2. Deepening of Computing Power Localization
Facing blockades, China's computing power industry chain continues to make breakthroughs in chip design, packaging, and system integration. Chengdu Micro's RF direct-sampling ADC chip, Yicheng Technology's mass production of board-level high-density products, and Huawei's Ascend supply chain localization rate exceeding 85% all indicate that the domestic computing power ecosystem is advancing from 'usable' to 'user-friendly,' laying a solid foundation for the autonomous control of core technologies.
3. Rebalancing Governance and Innovation
The consensus at the Davos Forum is that AI governance requires 'less intervention during the innovation germination stage (embryonic stage) and stronger regulation during the diffusion phase.' China's practices are seeking a balance, such as the 'Implementation Opinions on the Application and Development of 'AI + Healthcare'' setting clear development goals while defining compliance bottom lines for data security and clinical validation. Industry-initiated safety standards and mechanisms like 'data trust alliances' are exploring a sustainable path of 'balancing development and security.'
When the Tide Recedes, True Worth Emerges
Short-term market value fluctuations cannot obscure the revolutionary nature of AI as a general-purpose technology (GPT). Wall Street's 'cooling down' is not a denial of AI but a correction of irrational speculation.
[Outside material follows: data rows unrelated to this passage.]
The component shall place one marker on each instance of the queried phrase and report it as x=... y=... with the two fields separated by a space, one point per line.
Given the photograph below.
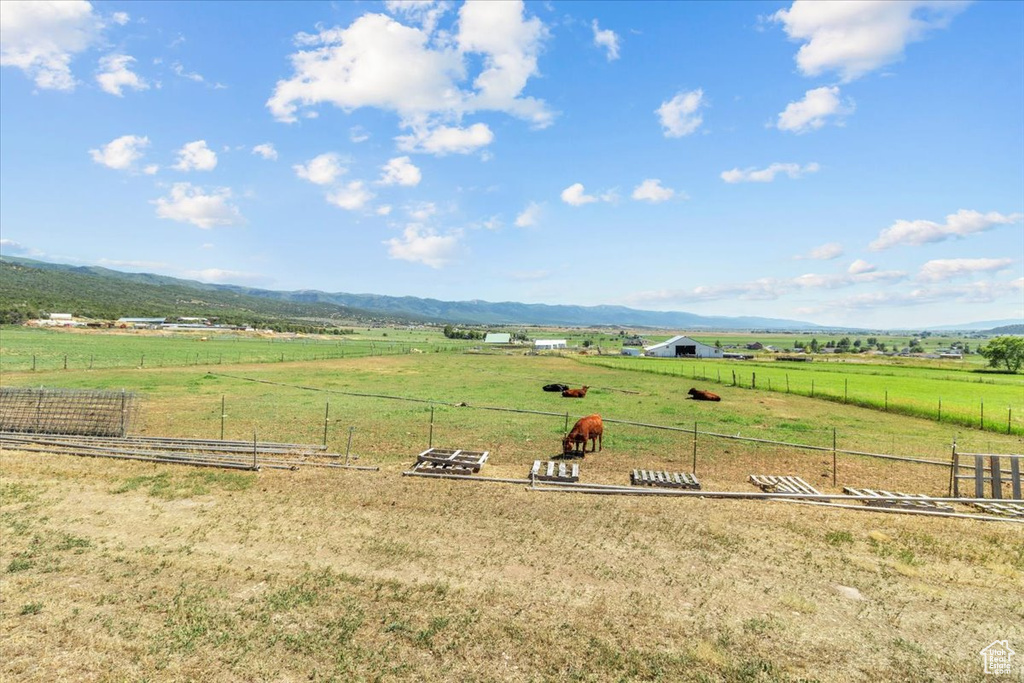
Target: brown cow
x=588 y=428
x=700 y=394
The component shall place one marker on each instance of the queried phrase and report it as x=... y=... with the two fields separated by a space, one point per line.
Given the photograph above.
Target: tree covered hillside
x=28 y=292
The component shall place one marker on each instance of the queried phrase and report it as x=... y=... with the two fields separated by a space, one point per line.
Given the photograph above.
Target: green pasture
x=41 y=349
x=952 y=395
x=390 y=400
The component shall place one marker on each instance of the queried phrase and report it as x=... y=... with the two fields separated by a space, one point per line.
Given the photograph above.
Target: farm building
x=682 y=347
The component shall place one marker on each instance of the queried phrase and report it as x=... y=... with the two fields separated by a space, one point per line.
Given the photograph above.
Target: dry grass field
x=115 y=570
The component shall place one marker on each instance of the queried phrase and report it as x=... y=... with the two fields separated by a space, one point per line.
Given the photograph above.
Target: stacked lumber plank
x=782 y=484
x=552 y=471
x=664 y=479
x=906 y=501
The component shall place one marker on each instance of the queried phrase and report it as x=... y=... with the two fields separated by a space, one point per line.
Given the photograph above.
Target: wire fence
x=67 y=411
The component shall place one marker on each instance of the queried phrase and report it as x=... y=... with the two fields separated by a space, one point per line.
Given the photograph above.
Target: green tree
x=1005 y=351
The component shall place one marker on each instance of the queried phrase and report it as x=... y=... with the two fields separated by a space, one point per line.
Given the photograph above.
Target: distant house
x=682 y=347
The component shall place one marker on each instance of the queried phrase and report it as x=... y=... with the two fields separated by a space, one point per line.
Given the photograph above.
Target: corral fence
x=837 y=389
x=697 y=449
x=81 y=412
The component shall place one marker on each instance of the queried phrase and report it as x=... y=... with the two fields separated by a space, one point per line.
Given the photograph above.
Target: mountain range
x=97 y=292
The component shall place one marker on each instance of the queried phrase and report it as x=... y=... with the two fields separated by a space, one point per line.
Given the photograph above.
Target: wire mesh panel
x=85 y=412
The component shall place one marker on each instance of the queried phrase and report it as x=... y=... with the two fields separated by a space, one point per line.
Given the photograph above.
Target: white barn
x=682 y=347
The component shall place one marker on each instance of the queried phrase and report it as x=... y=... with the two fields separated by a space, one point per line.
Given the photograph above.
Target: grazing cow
x=588 y=428
x=700 y=394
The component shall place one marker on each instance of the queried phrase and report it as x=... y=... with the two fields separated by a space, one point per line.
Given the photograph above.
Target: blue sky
x=856 y=163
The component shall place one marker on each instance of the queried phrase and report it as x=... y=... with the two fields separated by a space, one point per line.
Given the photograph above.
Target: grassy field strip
x=25 y=349
x=952 y=396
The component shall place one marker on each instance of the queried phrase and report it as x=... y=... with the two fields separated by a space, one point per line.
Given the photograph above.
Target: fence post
x=430 y=440
x=953 y=469
x=694 y=470
x=327 y=415
x=834 y=456
x=122 y=413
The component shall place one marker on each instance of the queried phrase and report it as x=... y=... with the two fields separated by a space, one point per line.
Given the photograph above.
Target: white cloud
x=957 y=224
x=825 y=252
x=400 y=171
x=854 y=38
x=424 y=12
x=768 y=174
x=651 y=190
x=576 y=196
x=322 y=170
x=41 y=38
x=266 y=151
x=422 y=245
x=441 y=140
x=122 y=153
x=189 y=204
x=196 y=156
x=378 y=61
x=813 y=111
x=860 y=266
x=948 y=268
x=352 y=197
x=680 y=116
x=189 y=76
x=115 y=75
x=422 y=211
x=606 y=39
x=528 y=216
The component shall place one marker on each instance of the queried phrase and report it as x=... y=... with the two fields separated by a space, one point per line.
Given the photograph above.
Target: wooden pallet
x=452 y=468
x=456 y=458
x=781 y=484
x=666 y=479
x=907 y=501
x=552 y=471
x=1015 y=510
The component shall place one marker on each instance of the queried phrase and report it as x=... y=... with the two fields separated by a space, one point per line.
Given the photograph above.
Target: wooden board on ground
x=1015 y=510
x=552 y=471
x=450 y=468
x=906 y=501
x=781 y=484
x=473 y=460
x=666 y=479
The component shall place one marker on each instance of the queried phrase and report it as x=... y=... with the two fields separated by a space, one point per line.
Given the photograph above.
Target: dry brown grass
x=114 y=570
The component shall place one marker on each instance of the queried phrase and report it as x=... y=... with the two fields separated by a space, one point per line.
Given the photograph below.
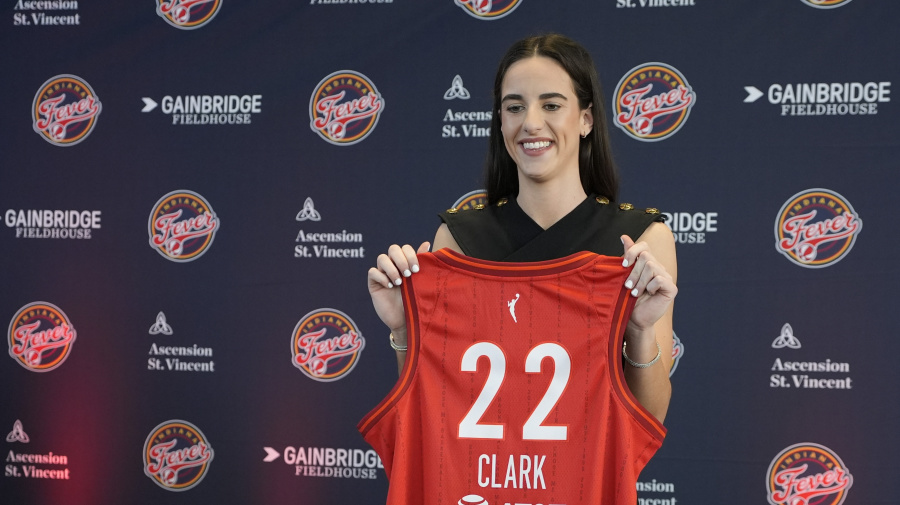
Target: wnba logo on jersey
x=826 y=4
x=188 y=14
x=476 y=199
x=652 y=102
x=326 y=345
x=488 y=9
x=40 y=337
x=177 y=455
x=345 y=108
x=807 y=473
x=816 y=228
x=182 y=226
x=65 y=110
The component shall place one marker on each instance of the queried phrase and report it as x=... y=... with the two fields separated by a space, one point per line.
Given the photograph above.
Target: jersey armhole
x=649 y=422
x=409 y=366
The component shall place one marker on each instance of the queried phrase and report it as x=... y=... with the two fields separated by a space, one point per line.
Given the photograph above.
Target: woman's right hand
x=385 y=279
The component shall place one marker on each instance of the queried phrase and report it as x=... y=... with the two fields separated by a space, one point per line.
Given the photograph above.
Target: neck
x=548 y=202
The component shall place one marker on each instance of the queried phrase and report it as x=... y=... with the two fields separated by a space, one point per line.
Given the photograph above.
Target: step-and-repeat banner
x=192 y=192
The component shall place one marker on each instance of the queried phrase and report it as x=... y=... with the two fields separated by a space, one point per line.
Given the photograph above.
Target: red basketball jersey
x=513 y=390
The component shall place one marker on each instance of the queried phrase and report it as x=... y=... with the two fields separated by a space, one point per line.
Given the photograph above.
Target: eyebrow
x=543 y=96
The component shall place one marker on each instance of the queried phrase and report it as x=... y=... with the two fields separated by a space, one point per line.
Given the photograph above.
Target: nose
x=534 y=120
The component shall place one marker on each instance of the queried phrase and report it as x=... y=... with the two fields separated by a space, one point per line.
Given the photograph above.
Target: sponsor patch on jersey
x=816 y=228
x=807 y=473
x=182 y=226
x=488 y=9
x=188 y=14
x=652 y=102
x=177 y=455
x=40 y=337
x=326 y=345
x=345 y=107
x=65 y=110
x=826 y=4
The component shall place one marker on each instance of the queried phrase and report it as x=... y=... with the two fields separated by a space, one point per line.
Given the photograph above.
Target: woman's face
x=540 y=119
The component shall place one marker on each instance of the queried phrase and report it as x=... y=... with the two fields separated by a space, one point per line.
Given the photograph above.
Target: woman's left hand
x=649 y=282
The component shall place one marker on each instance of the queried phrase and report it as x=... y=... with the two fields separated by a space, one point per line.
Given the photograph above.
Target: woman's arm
x=654 y=281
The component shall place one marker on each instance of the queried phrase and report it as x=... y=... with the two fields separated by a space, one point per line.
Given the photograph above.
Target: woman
x=548 y=152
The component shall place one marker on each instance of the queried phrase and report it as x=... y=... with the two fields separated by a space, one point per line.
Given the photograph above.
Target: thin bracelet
x=394 y=346
x=641 y=365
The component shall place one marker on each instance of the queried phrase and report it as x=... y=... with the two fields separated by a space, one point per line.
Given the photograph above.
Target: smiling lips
x=535 y=147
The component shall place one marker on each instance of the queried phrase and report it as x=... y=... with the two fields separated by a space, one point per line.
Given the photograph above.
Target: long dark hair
x=595 y=163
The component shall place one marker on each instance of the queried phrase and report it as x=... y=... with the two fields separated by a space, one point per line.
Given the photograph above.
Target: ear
x=587 y=117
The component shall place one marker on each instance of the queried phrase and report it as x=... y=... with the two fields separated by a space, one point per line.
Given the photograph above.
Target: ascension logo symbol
x=177 y=455
x=826 y=4
x=652 y=102
x=18 y=434
x=816 y=228
x=326 y=345
x=40 y=337
x=488 y=9
x=308 y=212
x=345 y=107
x=457 y=90
x=65 y=110
x=188 y=14
x=806 y=474
x=786 y=338
x=182 y=226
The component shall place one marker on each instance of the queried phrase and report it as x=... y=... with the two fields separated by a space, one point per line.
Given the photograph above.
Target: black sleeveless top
x=504 y=232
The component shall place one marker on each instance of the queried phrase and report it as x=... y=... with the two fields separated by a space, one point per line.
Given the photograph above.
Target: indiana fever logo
x=326 y=345
x=826 y=4
x=488 y=9
x=188 y=14
x=816 y=228
x=805 y=474
x=652 y=102
x=177 y=455
x=182 y=226
x=345 y=107
x=40 y=337
x=65 y=110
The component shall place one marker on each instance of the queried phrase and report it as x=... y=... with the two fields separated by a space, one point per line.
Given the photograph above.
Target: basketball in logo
x=65 y=110
x=326 y=345
x=826 y=4
x=182 y=226
x=488 y=9
x=177 y=455
x=807 y=473
x=816 y=228
x=188 y=14
x=471 y=200
x=40 y=337
x=652 y=102
x=345 y=107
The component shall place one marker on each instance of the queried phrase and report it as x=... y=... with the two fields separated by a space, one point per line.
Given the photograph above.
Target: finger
x=398 y=257
x=411 y=260
x=386 y=265
x=378 y=278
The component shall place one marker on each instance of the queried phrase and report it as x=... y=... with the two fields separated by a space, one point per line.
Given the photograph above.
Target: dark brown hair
x=595 y=163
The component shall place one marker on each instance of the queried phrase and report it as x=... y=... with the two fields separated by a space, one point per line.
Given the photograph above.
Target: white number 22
x=533 y=429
This calm period triggered by capital retreat marks AI's transition from adolescence to maturity. When capital no longer pays for 'concepts,' true technological innovation and value creation can finally surface.
For participants in China, the United States, and even globally, the ultimate winners will be those who can truly bend down and transform AI into the 'electricity' for thousands of industries. Wall Street's hesitation at this moment may well be the best opportunity for long-termists.